By Charles Tang
When Susan Vasquez, 24, graduates from her bachelor of nursing program at Humber College in 2017, she will be carrying a student debt of about $80,000.
Although an average salary for a newly graduated nurse in Ontario can reach about $60,000, Vasquez is unsure if she will be able to pay off her debt within her first two years of working.
“I don’t know if I’m able to pay the whole thing, and with interest after the first few months, it will only come up to more.”
As well as food, transportation, and rent, Vasqhas two children to care for. With almost six out of 10 post-secondary students in Canada taking on loans to pay for school, there are many facing difficulties similar to Vasquez’s.
According to a recent Statistics Canada survey, total student debt in Canada increased 24.4 per cent from 2005 to 2012, reaching $28.3 billion in total, or an average of $27,000 per student. Also, tuitions across the nation are rising, at a rate much faster than the inflation. With heavy debt, students like Vasquez are holding off on some milestones in life, such as buying a house, or getting married.
A TD-Canada Trust survey said 40 per cent of students would not buy a house, while 36 per cent said they would not be starting a family. Meanwhile, 18 per cent of those surveyed said they would not move out from their parent’s house until all debts are paid.
“If I don’t have to pay off my debt, I would probably buy a small apartment after working for a few years,” Vasquez said, “but it would not be possible before I first pay them off.”
Meanwhile, student associations are putting pressure on the government to help.
Brandon Sloan, director of communication for the Ontario Undergraduate Student Alliance, said he recognized that huge student debts have long-lasting impact on student life. To address this, the alliance is asking the government to put greater investments into non-repayable financial assistance, such as the Ontario Tuition Grant, which reduces some students’ tuition by 30 per cent.
“We think the government should expand the eligibility of the OTG, to students who are more than four years after finishing high school, aboriginal students and students with dependents, and to expand that reduction to 35 per cent,” Sloan said.
Tyler Epp, director of advocacy, said the alliance is actively negotiating with the government to reduce the cost of education.
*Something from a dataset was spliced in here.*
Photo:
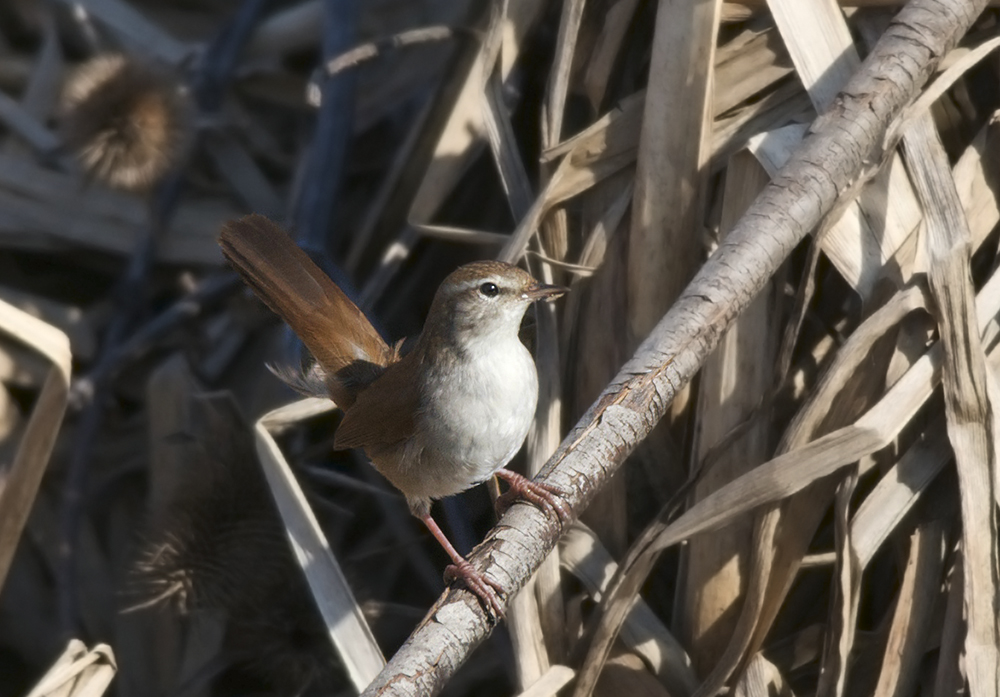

The group has successfully lobbied to limit the allowable rate of tuition increases to 3 per cent from 5 per cent.
“We are asking to freeze the tuition rate to make it more affordable,” he said.
Despite the difficulties facing recent graduates, Jordann Brown, a blogger behind my-alternate-life.com, a personal finance blog, said it is possible to pay off loans. Within two years of graduation, she paid off her student loan of more than $40,000.
For current students, Brown advised taking as few loans as possible. “A lot of students…take more than what they need. If you take out less, you would spend less money, and it would be easier to pay it back,” she said.
“Once you graduate, start working right away, even if you don’t get your ideal job yet. And in the meantime, still live like a student,” Brown said. “I try to reduce my expenses as much as I can. For example, I moved away from the city to the rural area, and paid less on haircuts.” Brown added she got married on a modest $5000 budget.
“Remember every dollar counts, even if you have only $10 or $15 extra, make a little payment. I paid a lot of these small payments,” she said. Brown also set a goal at the beginning to pay at least $1000 a month. “I couldn’t do that at first, but by the second year, I paid about $1500 a month toward the repayment,” she said.
To earn that money, she blogged and took other freelance jobs on top of working full-time. Brown suggests looking for government assistance as well. For example, she applied and received government relief for about $2000 after fulfilling several requirements, like finishing her degree on time.